If branding, together with that awful late 90s concept, customer ownership, is key to the future shape of the industry, one must ask, “who’s brand and who’s customer is it – the operator’s or the retailer’s?”

I believe, like our guests two weeks ago, that distribution is becoming more powerful. This week’s guests definitely did not agree with that.

“The customer is ours first,” said Mottershead. “They spend half an hour with the agent and two weeks with us. We would have failed if they thought it was a Going Places holiday for instance. They must recognise us and then recommend us.”

Vincent agrees, although his group’s principal brand, Thomas Cook, is a retail brand. “My challenge is to support or create our tour operator brands so they have similar or even greater pull,” he said.

Blastland added:”Holidays buying is the same as for any other high-spend consumer goods. You decide you want a Sony or a Volkswagen, because it’s the product, the brand you want. Then you shop around for the best price.

“You could say that if it was a completely even playing field over the next five years, on quality, price, and product availability, then the agent would have an edge. But it isn’t going to be.”

Vincent claimed that the operator would dominate the sector as long as the principal retail proposition was price and the offers were being paid for by an ever more selective operator.


I see this as the big issue that will divide those who stay in the mainstream business and those who do not, or rather are not allowed to stay in.

The old viewdata systems are about to go, and with them will go free IT access and equipment. At present anybody can access the operators’ systems. As Thomas Cook’s Andrew Windsor said two weeks ago, within three years viewdata won’t be supported and operators will no longer fund agent access.

Mottershead agrees: “Once technology allows it, and it is virtually there now, we will be able to turn retailers on and off,” he said.

And it will no longer be free. All major operators see new technology as a major step forward in controlling their businesses, and who they do business with.

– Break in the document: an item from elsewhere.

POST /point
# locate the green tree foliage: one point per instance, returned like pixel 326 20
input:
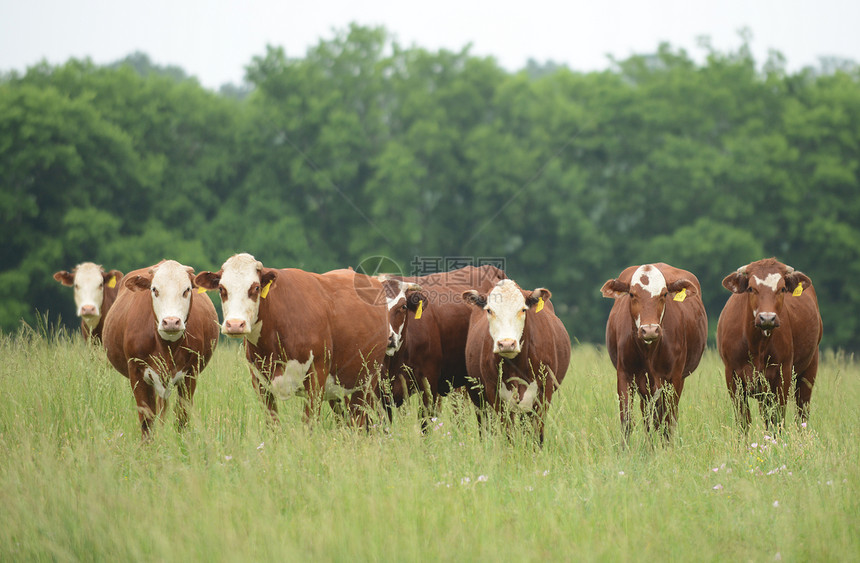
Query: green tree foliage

Vincent could not see Thomas Cook going into direct tour operations in the near future.

Mottershead was supportive of Airtours’ recent acquisition, Direct Holidays, but would not have built such an operation from scratch. Nor does he think it worth chasing after direct bookings for his mainstream brands. “My concentration is on the retail network, because that is what Airtours is all about,” he said.

Blastland thought there was a natural level of direct business which perhaps First Choice had not yet reached. “But it’s expensive to get and nowhere near as flexible,” he said.

E-commerce brought even less enthusiasm. Vincent thought that it would take many years for the Internet to become big in the UK.

“Interactive TV might change that, but will people want to sit for hours in front of a screen first choosing and then going the long push-button booking process?” he said.

The next five years will, in my opinion, be strong years for distributors who are in control of what they are doing and are prepared to change where necessary. Of course it is true that they need the operators but not, at present, as much as the operators need them.

The four majors cannot survive without independents. They are simply not being sold in enough multiple outlets. A few short years ago, everybody sold everybody. Independents were in more danger and more likely to be seen to be less important. But this is no longer the case.

All operators understandably talk about turning poor producing agents off – and rightly so. But they cannot afford to turn off the good producers.

And as Blastland said, there are not enough good agents now, not enough to allow an operator to say ‘I will not supply you if you sell any of my competitors.’

We now have four good strong mainstream operators. But that new found strength is also their potential Achilles Heel. They might not have enough controllable distribution.

Or perhaps there are too many good operators for real market needs. Can a relatively flat market and pricing prospects, and this strange mish-mash of a distribution structure, really support the ambitions of these four companies and their managements?